It's taking the operating system into AMD's 64-bit universe with a technology called Windows on Windows 64.
Microsoft on Tuesday launched a beta version of its Windows XP operating system that supports AMD's new 64-bit Athlon on the desktop and the chipmaker's Opteron 64-bit processor on workstations and servers. A final version will be released in the first half of 2004, Microsoft said.
The new version of Windows, which goes by the extended moniker of Windows XP 64-Bit Edition for 64-Bit Extended Systems, isn't the first XP to tackle 64-bits. Microsoft has long made available a version of Windows XP for Intel's 64-bit processors.
Microsoft has dubbed the new technology Windows on Windows 64 (WOW64), and said that taking XP into the AMD 64-bit universe would let customers who currently have Windows XP-compatible 32-bit applications--such as Office XP or Office 2003--run those apps on a 64-bit operating system.
"Until now, the inability to efficiently run 32-bit applications on 64-bit systems has been a major barrier to investing in 64-bit technologies," said Chris Jones, VP of Microsoft's Windows division. "Customers will be able to run both 32-bit and 64-bit applications on a single platform."
AMD, which debuted its 64-bit Athlon processor for the desktop on Tuesday, is taking a different tack on 64-bit than its prime competitor, Intel. AMD touts 64-bit for desktop PCs, relies on the Athlon's ability to run 32-bit applications without the performance degradation of an emulator, and boasts that when native 64-bit operating systems and apps become available, users will be able to migrate without having to make another investment in hardware. Intel, meanwhile, has repeatedly said that 64-bit belongs on servers and workstations, and that there's no need for businesses to invest in 64-bit processors, software, and operating systems for the traditional desktop.

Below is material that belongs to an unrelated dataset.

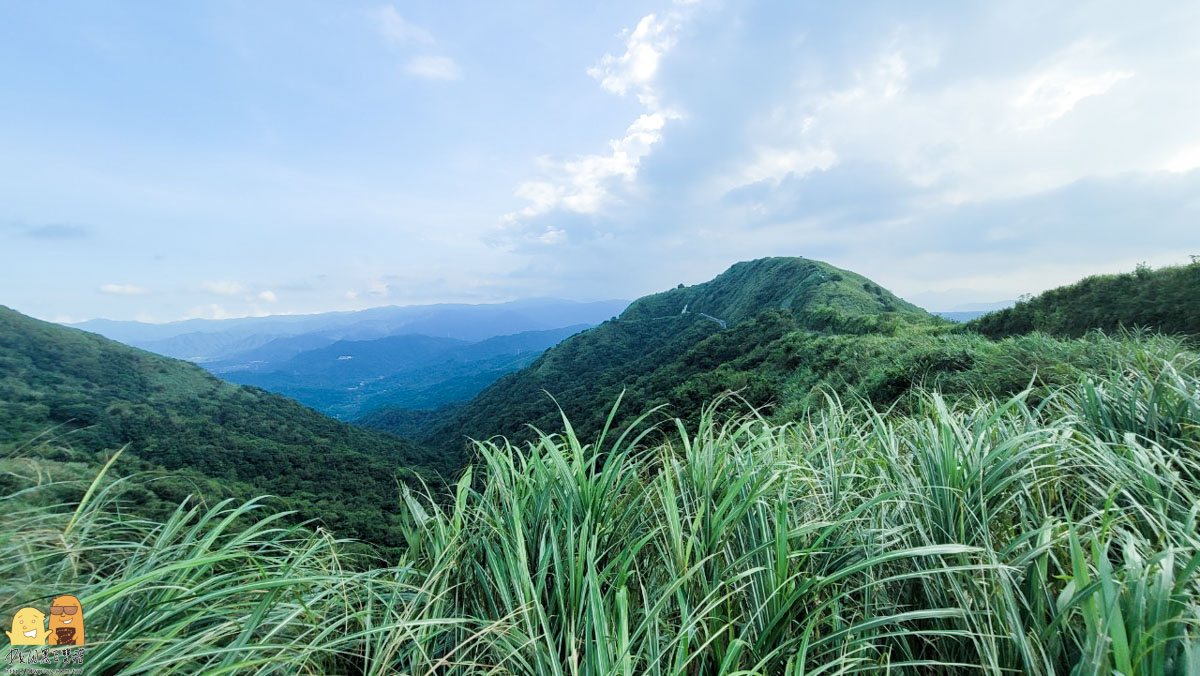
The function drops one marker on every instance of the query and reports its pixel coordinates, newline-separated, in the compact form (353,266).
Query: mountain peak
(751,287)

According to both AMD and Microsoft, one of the barriers to 32-bit processing is its current 4-Gbyte memory limit. The Athlon, when paired with a 64-bit operating system, will allow PCs with more than 4 Gbytes of RAM.

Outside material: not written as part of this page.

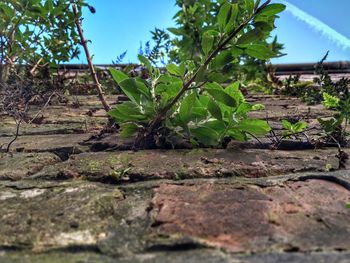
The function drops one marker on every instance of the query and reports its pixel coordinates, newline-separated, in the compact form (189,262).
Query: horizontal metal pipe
(281,69)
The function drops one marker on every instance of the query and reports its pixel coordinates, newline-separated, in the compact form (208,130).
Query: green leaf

One analyst sees that argument, and arguments in general for 64-bit on the desktop, as beside the point for now.
"I don't think this is a very big deal," said Michael Cherry, an analyst with Directions on Microsoft. "People seem to be able to do what they need to do with 32-bit processing."

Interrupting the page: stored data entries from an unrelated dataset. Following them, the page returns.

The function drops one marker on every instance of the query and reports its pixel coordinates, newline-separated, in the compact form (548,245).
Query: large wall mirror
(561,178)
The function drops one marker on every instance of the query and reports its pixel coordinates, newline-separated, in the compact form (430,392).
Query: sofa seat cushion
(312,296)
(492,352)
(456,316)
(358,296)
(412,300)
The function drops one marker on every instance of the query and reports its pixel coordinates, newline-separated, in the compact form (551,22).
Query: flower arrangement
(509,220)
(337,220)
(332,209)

He noted that while moving to 64-bit processors is inevitable--"we'll probably all have 64-bit machines on our desktops in a couple of years"--there are lots of other ways that companies can see performance improvements without investing in new processors.
In fact, Cherry recommended that rather than spend money on 64-bit desktops, companies should profile their operations to actually determine if they have performance bottlenecks, and if so, where they are.
"I don't think 64-bit processing--and operating systems--will be the better investment, at least initially," he said. He urged companies to do their homework to determine whether investing in, say, multiple processors might not be smarter than spending on boosting processor width.
Cherry also had a cynical explanation for the reason behind Microsoft's move to support its partner AMD into 64-bit. "All three of these companies--Intel, AMD, and Microsoft--like it when there's a change in processors, because when there is, users buy new hardware, new operating systems, and new software.
"That's the whole angle," he said. "There's no other demand driving this."
The beta of Windows XP 64-Bit Edition for 64-Bit Extended Systems is available now to subscribers of the Microsoft Developer Network; Microsoft says it will release in final form during the first half of next year.
Also on Monday, Microsoft launched the beta of Windows Server 2003 for 64-Bit Extended Systems. Like its XP sibling, the server software written for the AMD line of 64-bit processors is scheduled to ship in the first half of 2004.